We can load the synthetic example data from dataquieR via the following:

load(system.file("extdata", "study_data.RData", package = "dataquieR"))
sd1 <- study_data

This example study data has 3000 observations and 53 variables:

sd1
v00000 v00001 v00002 v00003 v00004 v00005 v01003 v01002 v00103 v00006
3 LEIIX715 0 49 127 77 49 0 40-49 3.8
1 QHNKM456 0 47 114 76 47 0 40-49 1.9
1 HTAOB589 0 50 114 71 50 0 50-59 0.8
5 HNHFV585 0 48 120 65 48 0 40-49 3.8
1 UTDLS949 0 56 119 78 56 0 50-59 4.1
5 YQFGE692 1 47 133 81 47 1 40-49 9.5
1 AVAEH932 0 53 114 78 53 0 50-59 5.0
3 QDOPT378 1 48 116 86 48 1 40-49 9.6
3 BMOAK786 0 44 115 71 44 0 40-49 2.0
5 ZDKNF462 0 50 116 74 50 0 50-59 2.4


We can see that the study data variables have abstract names (e.g. v00001, v00002). Hence, the appropriate labels must be mapped from the metadata. Besides all variables' data types and labels, the metadata stores further expected characteristics and static information about the study data.
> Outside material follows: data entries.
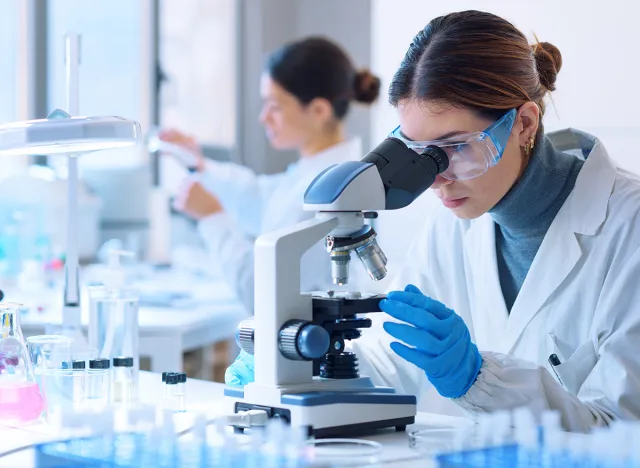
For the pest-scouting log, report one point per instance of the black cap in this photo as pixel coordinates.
(99, 364)
(80, 364)
(172, 378)
(122, 361)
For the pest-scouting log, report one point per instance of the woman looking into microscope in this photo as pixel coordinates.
(522, 291)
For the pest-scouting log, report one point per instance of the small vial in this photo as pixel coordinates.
(179, 395)
(79, 378)
(165, 387)
(122, 379)
(98, 381)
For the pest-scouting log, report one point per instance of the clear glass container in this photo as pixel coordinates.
(97, 384)
(63, 390)
(48, 352)
(122, 378)
(113, 326)
(20, 398)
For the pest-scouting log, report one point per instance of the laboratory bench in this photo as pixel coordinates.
(204, 396)
(178, 312)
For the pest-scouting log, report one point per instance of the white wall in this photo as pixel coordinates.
(597, 88)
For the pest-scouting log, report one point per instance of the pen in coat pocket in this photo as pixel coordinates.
(555, 361)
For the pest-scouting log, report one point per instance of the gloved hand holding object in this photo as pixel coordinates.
(439, 339)
(241, 372)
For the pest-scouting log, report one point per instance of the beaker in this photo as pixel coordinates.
(49, 352)
(113, 326)
(20, 397)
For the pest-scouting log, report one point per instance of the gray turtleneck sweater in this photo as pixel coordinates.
(525, 213)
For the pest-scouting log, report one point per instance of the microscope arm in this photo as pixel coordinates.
(278, 298)
(390, 177)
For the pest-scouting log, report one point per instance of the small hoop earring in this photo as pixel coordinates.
(528, 147)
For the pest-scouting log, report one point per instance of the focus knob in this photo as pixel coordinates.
(300, 340)
(244, 335)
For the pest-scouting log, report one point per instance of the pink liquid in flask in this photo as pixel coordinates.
(20, 402)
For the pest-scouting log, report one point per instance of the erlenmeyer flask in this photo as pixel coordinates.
(20, 398)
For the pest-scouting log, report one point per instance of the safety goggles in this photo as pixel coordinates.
(471, 154)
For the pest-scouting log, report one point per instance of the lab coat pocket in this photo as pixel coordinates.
(575, 370)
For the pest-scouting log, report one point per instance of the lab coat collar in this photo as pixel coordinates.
(348, 150)
(583, 212)
(587, 204)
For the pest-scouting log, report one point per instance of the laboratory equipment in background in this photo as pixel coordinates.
(65, 133)
(33, 208)
(515, 440)
(113, 316)
(303, 374)
(20, 398)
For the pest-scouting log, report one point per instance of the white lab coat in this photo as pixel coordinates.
(580, 300)
(255, 204)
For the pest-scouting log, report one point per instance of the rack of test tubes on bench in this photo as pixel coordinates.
(152, 437)
(513, 440)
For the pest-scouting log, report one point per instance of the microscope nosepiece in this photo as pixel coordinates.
(373, 259)
(340, 267)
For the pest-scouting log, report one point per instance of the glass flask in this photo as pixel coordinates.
(20, 398)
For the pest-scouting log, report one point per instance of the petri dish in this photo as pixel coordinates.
(435, 440)
(344, 452)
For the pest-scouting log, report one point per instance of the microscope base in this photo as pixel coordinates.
(333, 414)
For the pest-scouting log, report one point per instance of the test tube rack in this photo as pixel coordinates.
(128, 450)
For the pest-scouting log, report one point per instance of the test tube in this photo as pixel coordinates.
(171, 384)
(79, 373)
(180, 392)
(98, 382)
(122, 379)
(166, 395)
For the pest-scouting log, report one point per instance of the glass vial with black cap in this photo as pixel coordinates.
(98, 383)
(175, 391)
(122, 377)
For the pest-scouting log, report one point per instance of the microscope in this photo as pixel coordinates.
(303, 373)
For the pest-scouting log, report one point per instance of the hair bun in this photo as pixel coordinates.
(366, 87)
(548, 63)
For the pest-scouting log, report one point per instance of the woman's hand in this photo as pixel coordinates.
(185, 141)
(439, 341)
(195, 201)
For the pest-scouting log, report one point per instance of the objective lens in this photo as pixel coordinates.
(373, 259)
(340, 267)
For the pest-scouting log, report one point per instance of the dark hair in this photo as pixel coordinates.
(318, 68)
(476, 60)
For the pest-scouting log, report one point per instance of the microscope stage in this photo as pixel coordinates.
(333, 413)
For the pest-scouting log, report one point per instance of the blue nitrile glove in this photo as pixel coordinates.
(439, 339)
(240, 373)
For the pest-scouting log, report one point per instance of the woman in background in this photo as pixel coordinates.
(307, 87)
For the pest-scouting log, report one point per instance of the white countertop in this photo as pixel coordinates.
(203, 396)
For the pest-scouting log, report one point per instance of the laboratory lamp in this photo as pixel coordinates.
(64, 133)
We can read in the example metadata via the following:

load(system.file("extdata", "meta_data.RData", package = "dataquieR"))
md1 <- meta_data
md1
VAR_NAMES LABEL DATA_TYPE VALUE_LABELS MISSING_LIST JUMP_LIST HARD_LIMITS DETECTION_LIMITS
v00000 CENTER_0 integer 1 = Berlin | 2 = Hamburg | 3 = Leipzig | 4 = Cologne | 5 = Munich NA NA NA NA
v00001 PSEUDO_ID string NA NA NA NA NA
v00002 SEX_0 integer 0 = females | 1 = males NA NA NA NA
v00003 AGE_0 integer NA NA NA [18;Inf) NA
v00103 AGE_GROUP_0 string NA NA NA NA NA
v01003 AGE_1 integer NA NA NA [18;Inf) NA
v01002 SEX_1 integer 0 = females | 1 = males NA NA NA NA
v10000 PART_STUDY integer 0 = no | 1 = yes NA NA NA NA
v00004 SBP_0 float NA 99980 | 99981 | 99982 | 99983 | 99984 | 99985 | 99986 | 99987 | 99988 | 99989 | 99990 | 99991 | 99992 | 99993 | 99994 | 99995 NA [80;180] [0;265]
v00005 DBP_0 float NA 99980 | 99981 | 99982 | 99983 | 99984 | 99985 | 99986 | 99987 | 99988 | 99989 | 99990 | 99991 | 99992 | 99993 | 99994 | 99995 NA [50;Inf) [0;265]
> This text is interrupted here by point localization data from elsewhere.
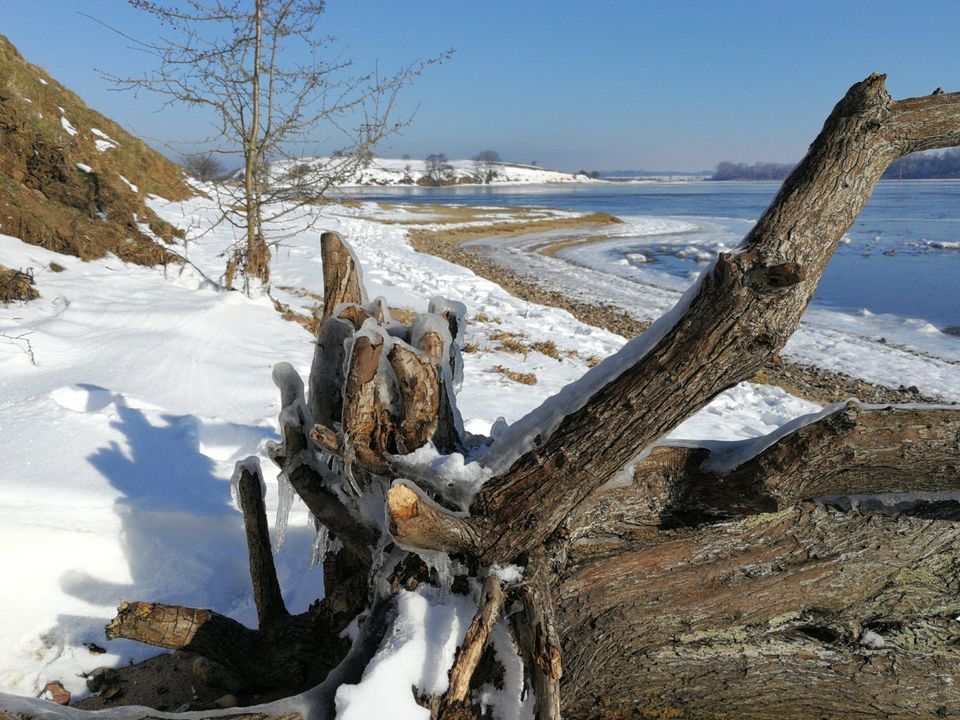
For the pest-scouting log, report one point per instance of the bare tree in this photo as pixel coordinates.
(439, 169)
(712, 582)
(485, 164)
(240, 60)
(204, 166)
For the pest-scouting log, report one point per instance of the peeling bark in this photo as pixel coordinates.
(686, 591)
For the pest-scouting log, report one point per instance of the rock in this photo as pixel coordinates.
(100, 677)
(228, 700)
(56, 692)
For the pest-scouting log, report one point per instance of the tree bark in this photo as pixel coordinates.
(341, 279)
(742, 313)
(266, 587)
(701, 587)
(768, 617)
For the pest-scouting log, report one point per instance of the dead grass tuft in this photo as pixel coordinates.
(46, 199)
(403, 316)
(516, 346)
(548, 348)
(522, 378)
(16, 286)
(484, 317)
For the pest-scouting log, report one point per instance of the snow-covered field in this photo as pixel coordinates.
(386, 171)
(127, 394)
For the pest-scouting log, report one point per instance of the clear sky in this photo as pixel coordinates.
(593, 84)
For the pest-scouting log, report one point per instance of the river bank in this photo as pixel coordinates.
(447, 242)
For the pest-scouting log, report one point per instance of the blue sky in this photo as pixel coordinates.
(601, 84)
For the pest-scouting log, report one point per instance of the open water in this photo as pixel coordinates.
(901, 257)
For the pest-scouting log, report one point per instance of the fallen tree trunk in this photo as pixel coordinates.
(706, 585)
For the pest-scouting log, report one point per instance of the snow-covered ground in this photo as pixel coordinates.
(883, 349)
(127, 394)
(386, 171)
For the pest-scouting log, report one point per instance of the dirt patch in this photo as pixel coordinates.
(167, 682)
(522, 378)
(73, 181)
(16, 286)
(807, 381)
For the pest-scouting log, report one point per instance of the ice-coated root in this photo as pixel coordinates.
(285, 497)
(686, 592)
(321, 544)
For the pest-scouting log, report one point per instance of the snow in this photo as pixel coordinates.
(417, 653)
(133, 188)
(882, 349)
(146, 387)
(386, 171)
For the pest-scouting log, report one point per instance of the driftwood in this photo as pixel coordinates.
(719, 580)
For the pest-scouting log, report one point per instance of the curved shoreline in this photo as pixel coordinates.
(807, 381)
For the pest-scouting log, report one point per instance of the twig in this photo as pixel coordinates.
(22, 338)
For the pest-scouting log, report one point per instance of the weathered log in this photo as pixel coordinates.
(263, 573)
(367, 425)
(415, 521)
(740, 315)
(326, 373)
(536, 633)
(808, 612)
(474, 641)
(420, 394)
(341, 274)
(852, 450)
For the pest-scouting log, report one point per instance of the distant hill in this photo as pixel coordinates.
(757, 171)
(934, 165)
(653, 174)
(72, 180)
(386, 171)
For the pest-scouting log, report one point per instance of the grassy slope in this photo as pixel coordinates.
(45, 199)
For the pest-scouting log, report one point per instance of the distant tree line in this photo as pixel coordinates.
(757, 171)
(918, 166)
(928, 165)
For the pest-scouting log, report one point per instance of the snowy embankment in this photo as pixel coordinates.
(882, 349)
(386, 171)
(129, 393)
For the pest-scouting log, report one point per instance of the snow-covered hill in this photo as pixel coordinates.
(128, 393)
(384, 171)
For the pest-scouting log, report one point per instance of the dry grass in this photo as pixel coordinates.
(46, 200)
(548, 348)
(309, 323)
(16, 286)
(519, 224)
(522, 378)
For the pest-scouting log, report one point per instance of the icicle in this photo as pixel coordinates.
(286, 494)
(347, 470)
(251, 465)
(441, 563)
(321, 544)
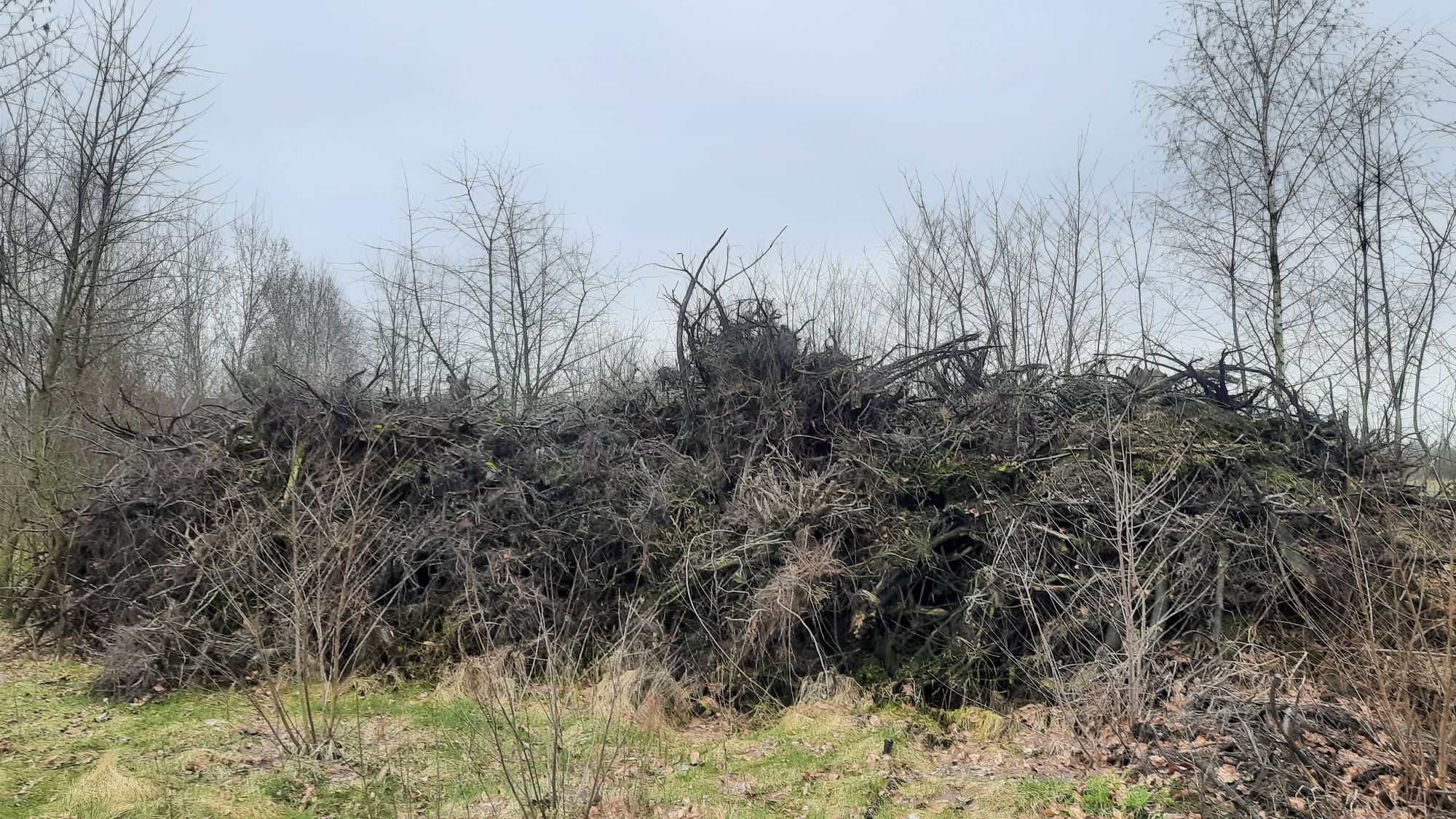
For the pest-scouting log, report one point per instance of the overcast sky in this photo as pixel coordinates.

For more information on the synthetic example data and metadata, see here.

Generating a report

We can create a default report using the dq_report() function, which requires only the data and metadata as input:

dq_report(study_data = sd1, 
          meta_data = md1)

Minimal workflow example

The animation below shows a quick workflow for reporting data quality with dataquieR:

This example uses data from the Study of Health in Pomerania (SHIP) project, which is also included in dataquieR. You can see the example report generated by dq_report() here.

Example code

The full code shown in the animation to produce a report is given here:

# --------------------------------------------------------------------------------------------------
# D A T A    Q U A L I T Y   I N    E P I D E M I O L O G I C A L    R E S E A R C H
#
# == dataquieR
#
# dq_report() eases the generation of data quality reports as it automatically calls dataquieR functions
# 
#
# Installation/Further Information -----------------------------------------------------------------
#
# Please see our website:
# https://dataquality.ship-med.uni-greifswald.de/
#
# install dataquieR from CRAN using

install.packages("dataquieR")

# Alternatively, you may install the development version as described
# on https://dataquality.ship-med.uni-greifswald.de/DownloadR.html

# load the package

library(dataquieR)

# data ---------------------------------------------------------------------------------------------

# Study of Health in Pomerania example data

sd1 <- readRDS(system.file("extdata", "ship.RDS", package = "dataquieR"))

summary(sd1)

# metadata

md1 <- readRDS(system.file("extdata", "ship_meta.RDS", package = "dataquieR"))


# dq_report() - a crude approach -------------------------------------------------------------------

my_dq_report <- dq_report(study_data = sd1,
                          meta_data  = md1,
                          label_col  = LABEL)

# view the results

my_dq_report

The function dq_report() can manage further arguments and settings. However, this sparse version is a good start to gaining insight into the data and may serve as the base to tailor more specific reports.